Let the people have a voice

The American people elected a Republican Senate in the last election.

The next Supreme Court justice could fundamentally alter the direction of the court and our country for a generation, and the American people deserve a voice in such a momentous decision. This fair and reasonable approach is what Senate Judiciary Committee Chairman Chuck Grassley and I announced weeks ago and reiterated personally to the president.

Our determination to allow the American people to have a voice has always been about a principle, not a person. It’s called the “Biden Rule.” As Vice President Biden said when he was Senate Judiciary Committee chairman, “Once the political season is under way, and it is, action on a Supreme Court nomination must be put off until after the election campaign is over.” That, he said, “is what is fair to the nominee and is central to the process.”

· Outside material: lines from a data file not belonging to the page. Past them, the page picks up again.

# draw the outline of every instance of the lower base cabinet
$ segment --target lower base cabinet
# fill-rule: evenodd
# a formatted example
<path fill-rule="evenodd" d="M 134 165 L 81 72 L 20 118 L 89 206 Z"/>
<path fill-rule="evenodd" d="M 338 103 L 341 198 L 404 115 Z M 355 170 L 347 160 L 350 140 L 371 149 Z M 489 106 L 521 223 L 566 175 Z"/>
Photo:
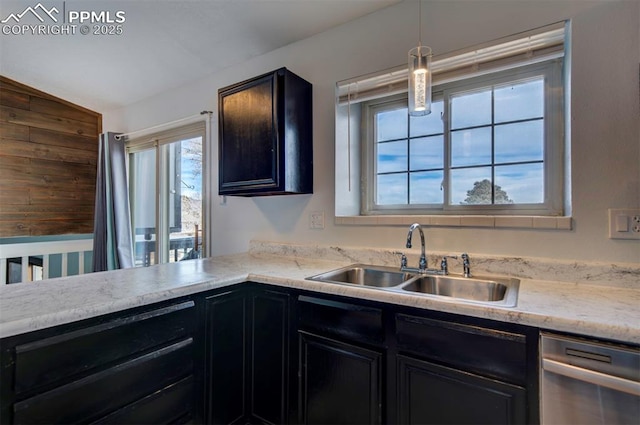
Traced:
<path fill-rule="evenodd" d="M 536 424 L 538 329 L 245 283 L 0 341 L 0 423 Z"/>
<path fill-rule="evenodd" d="M 300 332 L 304 424 L 382 422 L 382 353 Z"/>

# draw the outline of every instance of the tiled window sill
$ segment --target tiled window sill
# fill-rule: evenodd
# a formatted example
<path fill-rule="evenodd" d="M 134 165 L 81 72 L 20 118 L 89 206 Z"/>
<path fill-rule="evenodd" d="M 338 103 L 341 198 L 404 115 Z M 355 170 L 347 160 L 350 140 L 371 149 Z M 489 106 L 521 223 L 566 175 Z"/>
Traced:
<path fill-rule="evenodd" d="M 370 215 L 336 217 L 336 225 L 409 226 L 420 223 L 432 227 L 483 227 L 540 230 L 571 230 L 571 217 L 489 216 L 489 215 Z"/>

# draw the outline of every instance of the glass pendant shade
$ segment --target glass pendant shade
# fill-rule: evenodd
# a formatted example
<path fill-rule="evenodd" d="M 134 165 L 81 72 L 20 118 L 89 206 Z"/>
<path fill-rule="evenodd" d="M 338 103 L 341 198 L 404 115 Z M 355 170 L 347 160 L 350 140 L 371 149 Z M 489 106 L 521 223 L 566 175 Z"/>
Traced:
<path fill-rule="evenodd" d="M 418 46 L 409 50 L 409 115 L 431 113 L 431 48 Z"/>

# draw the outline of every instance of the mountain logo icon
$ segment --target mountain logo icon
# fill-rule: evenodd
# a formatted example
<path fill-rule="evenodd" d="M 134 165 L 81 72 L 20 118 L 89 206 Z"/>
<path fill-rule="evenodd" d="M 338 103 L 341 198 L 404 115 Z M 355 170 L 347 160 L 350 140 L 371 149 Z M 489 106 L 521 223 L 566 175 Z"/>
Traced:
<path fill-rule="evenodd" d="M 24 11 L 22 11 L 22 13 L 12 13 L 0 22 L 6 24 L 10 20 L 14 20 L 15 23 L 19 23 L 20 20 L 29 13 L 35 16 L 40 22 L 44 22 L 43 16 L 48 16 L 53 22 L 58 22 L 58 18 L 54 16 L 54 13 L 58 14 L 60 13 L 60 11 L 58 11 L 55 6 L 50 10 L 47 10 L 47 8 L 42 5 L 42 3 L 38 3 L 37 5 L 35 5 L 35 7 L 27 7 Z"/>

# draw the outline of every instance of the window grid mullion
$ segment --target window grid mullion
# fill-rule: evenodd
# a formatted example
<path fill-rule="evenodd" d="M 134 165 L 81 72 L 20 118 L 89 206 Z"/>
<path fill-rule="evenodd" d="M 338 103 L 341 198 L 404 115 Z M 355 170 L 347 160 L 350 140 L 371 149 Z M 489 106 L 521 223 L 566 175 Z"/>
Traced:
<path fill-rule="evenodd" d="M 411 117 L 407 114 L 407 205 L 411 204 Z"/>
<path fill-rule="evenodd" d="M 444 143 L 444 158 L 443 158 L 443 176 L 441 187 L 443 187 L 442 194 L 442 206 L 443 208 L 447 208 L 450 205 L 450 190 L 451 186 L 449 183 L 451 181 L 451 106 L 450 101 L 451 97 L 449 94 L 445 94 L 443 98 L 443 107 L 442 107 L 442 127 L 444 130 L 444 134 L 442 137 L 442 142 Z"/>
<path fill-rule="evenodd" d="M 495 87 L 491 86 L 491 205 L 496 204 L 496 104 Z"/>

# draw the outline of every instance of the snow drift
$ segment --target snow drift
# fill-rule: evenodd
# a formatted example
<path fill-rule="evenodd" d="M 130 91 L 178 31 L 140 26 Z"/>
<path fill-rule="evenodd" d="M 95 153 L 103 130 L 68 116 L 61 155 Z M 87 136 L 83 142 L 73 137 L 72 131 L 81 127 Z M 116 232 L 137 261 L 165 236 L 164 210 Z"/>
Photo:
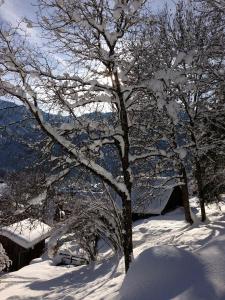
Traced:
<path fill-rule="evenodd" d="M 131 265 L 117 300 L 225 299 L 224 241 L 225 236 L 214 239 L 198 253 L 175 246 L 143 251 Z"/>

The American people elected a Republican Senate in the last election. Where the two parties can’t agree we’ve served as a check-and-balance to the president, but where the two parties can agree we’ve repeatedly sought common ground to get things done.

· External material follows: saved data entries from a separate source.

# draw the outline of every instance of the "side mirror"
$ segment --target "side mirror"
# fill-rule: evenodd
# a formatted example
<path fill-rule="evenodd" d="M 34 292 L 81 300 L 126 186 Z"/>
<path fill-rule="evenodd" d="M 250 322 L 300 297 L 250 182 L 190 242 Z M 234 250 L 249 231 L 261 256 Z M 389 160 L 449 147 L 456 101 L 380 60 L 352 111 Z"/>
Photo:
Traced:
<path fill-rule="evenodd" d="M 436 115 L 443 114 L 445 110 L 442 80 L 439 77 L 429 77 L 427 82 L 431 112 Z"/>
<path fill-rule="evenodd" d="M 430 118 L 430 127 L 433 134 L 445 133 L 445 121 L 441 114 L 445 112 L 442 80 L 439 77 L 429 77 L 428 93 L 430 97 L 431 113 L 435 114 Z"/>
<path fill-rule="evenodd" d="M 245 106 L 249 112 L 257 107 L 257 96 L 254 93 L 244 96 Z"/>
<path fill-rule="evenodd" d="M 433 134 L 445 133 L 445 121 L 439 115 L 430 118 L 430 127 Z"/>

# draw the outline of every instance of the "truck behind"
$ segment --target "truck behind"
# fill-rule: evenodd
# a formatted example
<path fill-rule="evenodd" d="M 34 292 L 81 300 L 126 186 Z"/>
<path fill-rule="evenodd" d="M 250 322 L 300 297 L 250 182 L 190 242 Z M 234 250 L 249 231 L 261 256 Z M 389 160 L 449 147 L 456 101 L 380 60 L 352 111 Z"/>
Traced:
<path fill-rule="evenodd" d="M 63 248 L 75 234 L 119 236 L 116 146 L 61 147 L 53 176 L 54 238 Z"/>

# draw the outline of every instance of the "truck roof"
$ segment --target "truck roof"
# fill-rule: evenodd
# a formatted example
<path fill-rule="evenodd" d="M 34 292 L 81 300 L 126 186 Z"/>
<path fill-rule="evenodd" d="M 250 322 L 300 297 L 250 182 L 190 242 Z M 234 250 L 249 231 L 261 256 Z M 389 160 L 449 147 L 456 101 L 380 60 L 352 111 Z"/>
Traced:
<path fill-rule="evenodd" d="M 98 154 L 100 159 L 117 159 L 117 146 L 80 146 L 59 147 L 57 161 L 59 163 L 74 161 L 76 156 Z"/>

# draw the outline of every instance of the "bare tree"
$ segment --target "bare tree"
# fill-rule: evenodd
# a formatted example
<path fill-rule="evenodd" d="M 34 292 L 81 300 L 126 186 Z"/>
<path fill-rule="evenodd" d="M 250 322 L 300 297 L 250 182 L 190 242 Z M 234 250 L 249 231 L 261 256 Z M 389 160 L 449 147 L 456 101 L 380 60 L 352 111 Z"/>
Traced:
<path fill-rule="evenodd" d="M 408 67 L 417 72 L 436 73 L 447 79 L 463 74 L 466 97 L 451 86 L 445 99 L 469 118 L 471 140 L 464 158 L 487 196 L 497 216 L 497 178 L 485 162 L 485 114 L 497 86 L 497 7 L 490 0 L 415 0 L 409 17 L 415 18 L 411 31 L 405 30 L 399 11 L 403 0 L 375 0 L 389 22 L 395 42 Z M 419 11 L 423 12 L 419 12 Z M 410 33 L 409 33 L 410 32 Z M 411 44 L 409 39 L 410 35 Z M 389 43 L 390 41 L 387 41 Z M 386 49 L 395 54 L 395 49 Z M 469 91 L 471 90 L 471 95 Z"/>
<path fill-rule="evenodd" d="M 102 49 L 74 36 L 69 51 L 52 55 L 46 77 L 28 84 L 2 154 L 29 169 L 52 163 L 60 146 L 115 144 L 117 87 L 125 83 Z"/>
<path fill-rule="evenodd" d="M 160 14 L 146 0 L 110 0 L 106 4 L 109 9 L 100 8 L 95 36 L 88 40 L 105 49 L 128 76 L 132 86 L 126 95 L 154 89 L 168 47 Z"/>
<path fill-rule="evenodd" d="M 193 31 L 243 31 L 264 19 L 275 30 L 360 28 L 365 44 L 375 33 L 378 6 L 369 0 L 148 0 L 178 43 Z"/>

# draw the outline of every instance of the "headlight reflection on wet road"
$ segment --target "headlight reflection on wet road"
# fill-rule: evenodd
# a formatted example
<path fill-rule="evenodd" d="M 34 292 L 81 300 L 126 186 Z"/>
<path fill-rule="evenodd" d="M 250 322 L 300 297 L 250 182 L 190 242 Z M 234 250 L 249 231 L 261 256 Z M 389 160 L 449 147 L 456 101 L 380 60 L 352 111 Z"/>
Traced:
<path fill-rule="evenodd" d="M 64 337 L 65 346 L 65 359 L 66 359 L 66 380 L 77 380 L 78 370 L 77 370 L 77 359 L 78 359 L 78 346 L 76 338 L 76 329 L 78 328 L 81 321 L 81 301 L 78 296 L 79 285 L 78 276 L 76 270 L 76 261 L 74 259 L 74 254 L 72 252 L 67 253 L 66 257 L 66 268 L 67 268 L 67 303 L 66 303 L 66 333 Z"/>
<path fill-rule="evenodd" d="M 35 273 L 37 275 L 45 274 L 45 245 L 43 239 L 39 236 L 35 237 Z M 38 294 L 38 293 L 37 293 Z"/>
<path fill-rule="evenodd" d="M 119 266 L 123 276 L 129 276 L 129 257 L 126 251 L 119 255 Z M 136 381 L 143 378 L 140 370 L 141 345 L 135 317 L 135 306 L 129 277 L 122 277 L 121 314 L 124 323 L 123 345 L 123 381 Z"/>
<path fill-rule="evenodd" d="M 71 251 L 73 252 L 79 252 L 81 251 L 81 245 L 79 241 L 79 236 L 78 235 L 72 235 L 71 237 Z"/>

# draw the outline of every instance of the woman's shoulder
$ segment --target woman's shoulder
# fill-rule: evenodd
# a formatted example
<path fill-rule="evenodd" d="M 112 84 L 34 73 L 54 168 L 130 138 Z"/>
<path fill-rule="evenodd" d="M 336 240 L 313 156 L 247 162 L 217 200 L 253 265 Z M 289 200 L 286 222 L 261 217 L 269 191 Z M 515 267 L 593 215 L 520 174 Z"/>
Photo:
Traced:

The Republican Senate has reached across the aisle to pass legislation to help end the opioid and heroin epidemic, enact permanent tax relief for families, repair America’s roads and bridges, and advance other measures.

Let’s not allow partisan fighting on one issue to prevent the Senate from addressing other priorities, such as our economy and national security. Instead, let’s focus on where we can agree.

The American people may well elect a president who decides to renominate Judge Garland. The next president may also nominate someone very different. Either way, we can continue to work on legislative solutions, and the American people can continue the national conversation about the type of justice who should serve on the Supreme Court.

The Senate can then appropriately revisit the matter when it considers the qualifications of the person the next president — whoever that might be — nominates.

That’s a fair approach. That’s a reasonable compromise. That’s the best way forward for our country now.